Dijital-Twin / model

0 stars 0 forks source link

research: QA Model #10

Closed MGurcan closed 6 months ago

MGurcan commented 6 months ago

What is Question Answering Models?

Question Answering models are used for finding the answers of a question from the context given. They are used to automate the response to frequently asked questions by using documents as context. They take a context and a question as a parameter and returns the best matched answer. Here’s an example usage:

question = "Where do I live?"
context = "My name is Merve and I live in İstanbul."
qa_model(question = question, context = context)
## {'answer': 'İstanbul', 'end': 39, 'score': 0.953, 'start': 31}

The Main Problem of QA

When a long context is given, the response time can be very very long. This is the issue we will probably face. And when we make some research how to optimize them we have achieved the Haystack.

What is Haystack

Haystack provides an optimizing system for searching for answer in the contextes. They use different pipelines to do it. For instance the ExtractiveQAPipeline does this task using Retriever and Reader components. The retriever searches through the documents of contextes and tries to find the most relevant documents for the given query(question). The reader accepts the documents the retriever returns and finds the best match answer for that question.

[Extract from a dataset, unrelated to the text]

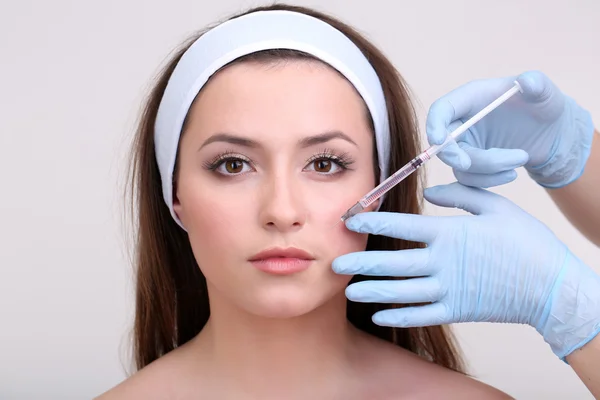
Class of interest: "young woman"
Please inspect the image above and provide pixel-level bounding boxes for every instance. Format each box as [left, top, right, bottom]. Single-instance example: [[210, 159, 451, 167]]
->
[[100, 5, 507, 399]]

After these researches, we have tried the roberta-base-squead2 model for QA.We will continue working on this issue, but in short, you can find some basic examples we’ve tried below:

Initialize the Retriever

from haystack.nodes import BM25Retriever
retriever = BM25Retriever(document_store=document_store)

Initialize the Reader

from haystack.nodes import FARMReader
reader = FARMReader(model_name_or_path="deepset/roberta-base-squad2", use_gpu=True)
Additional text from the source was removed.